Il punto è che, a mesi di distanza, il motivo dell’esplosione avvenuta a maggio resta un enigma. O quantomeno, non è stato comunicato granché su cosa sia andato storto. E qui la faccenda si complica, perché l’azienda di Jeff Bezos ha degli impegni ben precisi da rispettare.

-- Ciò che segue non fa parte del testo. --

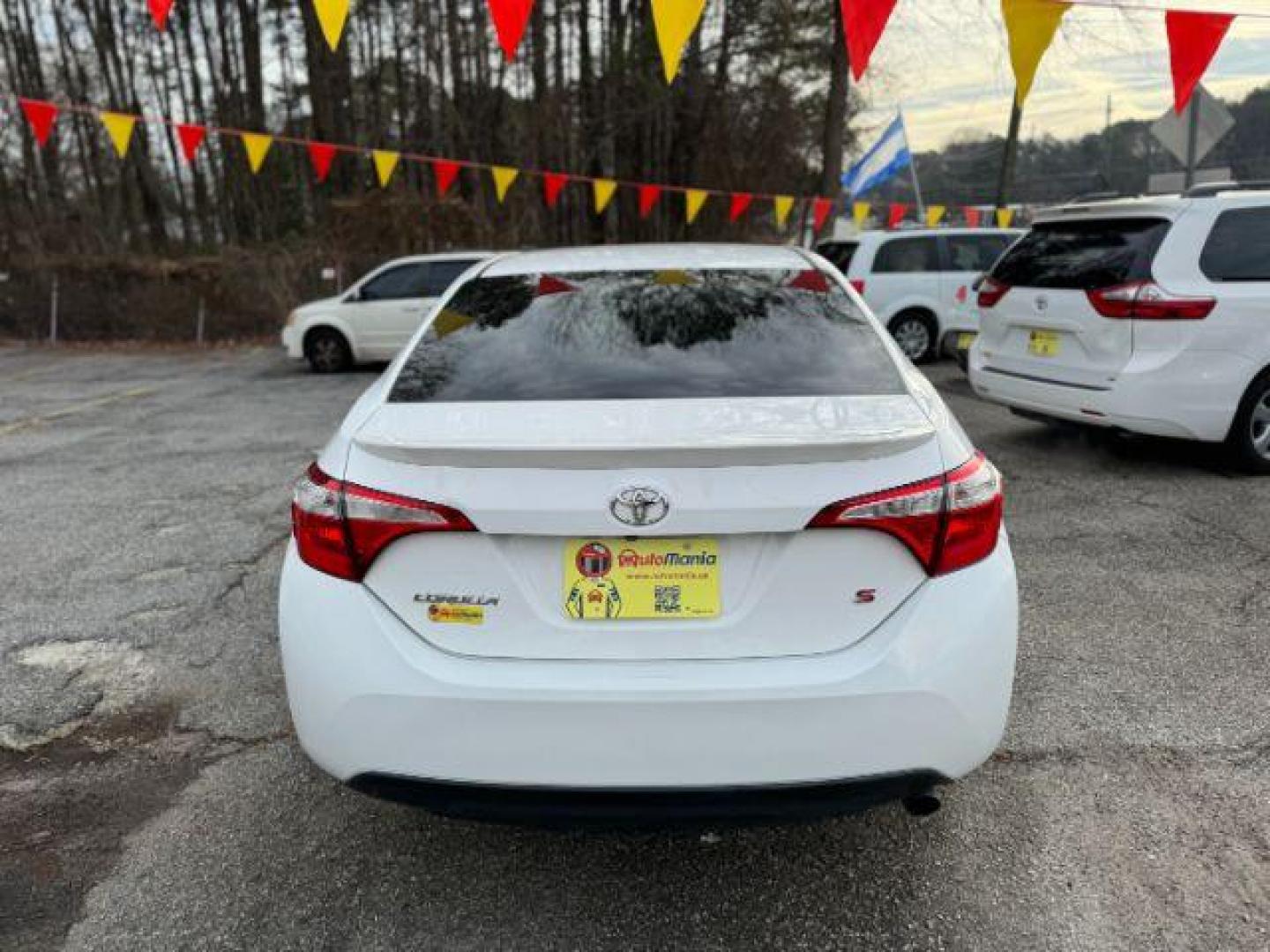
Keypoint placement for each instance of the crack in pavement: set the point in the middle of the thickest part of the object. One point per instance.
(83, 406)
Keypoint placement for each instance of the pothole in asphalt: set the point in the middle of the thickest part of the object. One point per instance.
(116, 675)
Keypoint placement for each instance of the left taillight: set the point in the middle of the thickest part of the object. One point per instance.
(342, 527)
(947, 522)
(1147, 301)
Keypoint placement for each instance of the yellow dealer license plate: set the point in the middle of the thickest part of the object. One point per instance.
(1042, 343)
(646, 577)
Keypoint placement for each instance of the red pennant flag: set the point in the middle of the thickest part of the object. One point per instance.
(159, 11)
(510, 18)
(320, 155)
(1192, 42)
(820, 210)
(863, 25)
(190, 138)
(648, 196)
(811, 279)
(551, 285)
(739, 205)
(553, 183)
(41, 117)
(444, 173)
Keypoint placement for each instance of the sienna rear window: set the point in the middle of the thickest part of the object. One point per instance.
(1082, 256)
(637, 335)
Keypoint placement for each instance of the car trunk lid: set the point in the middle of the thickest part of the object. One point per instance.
(741, 479)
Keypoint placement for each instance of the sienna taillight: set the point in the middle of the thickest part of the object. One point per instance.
(340, 527)
(947, 522)
(1147, 301)
(990, 291)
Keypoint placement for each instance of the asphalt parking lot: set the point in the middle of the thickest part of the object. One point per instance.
(153, 798)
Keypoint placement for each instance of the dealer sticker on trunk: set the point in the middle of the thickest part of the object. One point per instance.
(640, 579)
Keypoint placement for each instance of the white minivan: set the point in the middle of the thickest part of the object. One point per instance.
(915, 279)
(1149, 315)
(376, 316)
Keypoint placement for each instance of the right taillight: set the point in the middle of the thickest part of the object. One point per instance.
(947, 522)
(990, 291)
(1147, 301)
(340, 527)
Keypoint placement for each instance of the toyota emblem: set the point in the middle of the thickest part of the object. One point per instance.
(639, 505)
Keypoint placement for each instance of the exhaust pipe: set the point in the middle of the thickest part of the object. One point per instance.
(921, 804)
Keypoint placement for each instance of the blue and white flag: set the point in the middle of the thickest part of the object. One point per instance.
(888, 158)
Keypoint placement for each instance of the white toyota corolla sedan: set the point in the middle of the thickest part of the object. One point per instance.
(649, 533)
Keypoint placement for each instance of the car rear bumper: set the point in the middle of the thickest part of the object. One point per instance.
(927, 691)
(1192, 395)
(653, 807)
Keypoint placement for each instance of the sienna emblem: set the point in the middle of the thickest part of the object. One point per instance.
(639, 505)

Perché il ritorno in volo è così urgente
La corsa del programma Artemis, partita da poco, e gli accordi presi con la NASA mettono Blue Origin in una posizione delicata. Ogni ritardo pesa, e non poco. Aggiungiamoci pure l’ombra costante di SpaceX, che potrebbe prendere il sopravvento nei rapporti con l’Agenzia spaziale, e il quadro diventa chiaro. Riprendere le missioni al più presto non è un capriccio, è una necessità concreta per non finire ai margini di una partita che vale moltissimo. Bezos e i suoi lo sanno bene. In questo tipo di gara, chi si ferma rischia di vedere il concorrente allungare il passo e conquistare fiducia proprio là dove servirebbe esserci. Ed è per questo che, pur senza risposte definitive sull’incidente, l’obiettivo del nuovo lancio resta fissato con decisione.
Cosa si sa davvero sull’incidente
L’amministratore delegato Dave Limp ha messo le cose in chiaro in un aggiornamento ufficiale. Il team tecnico sta ancora scavando per trovare la causa principale dell’esplosione. Insomma, non c’è ancora un colpevole certo da indicare.
Qualcosa però è emerso. Le prime analisi hanno individuato l’area sospetta nella sezione posteriore del primo stadio del razzo. Questo è il punto su cui si concentrano gli sforzi. Il problema, se così vogliamo chiamarlo, è che i dati raccolti da sensori e telecamere sarebbero davvero tantissimi, una mole enorme di informazioni che finora non ha permesso di chiudere il cerchio. Districarsi in quel mare di rilevazioni richiede tempo, e non sempre avere molti dati significa avere subito le risposte. Anzi, a volte è vero il contrario. Più materiale c’è da analizzare, più diventa complicato isolare il dettaglio che fa la differenza, quello che spiega davvero perché New Glenn abbia avuto quel problema durante il volo.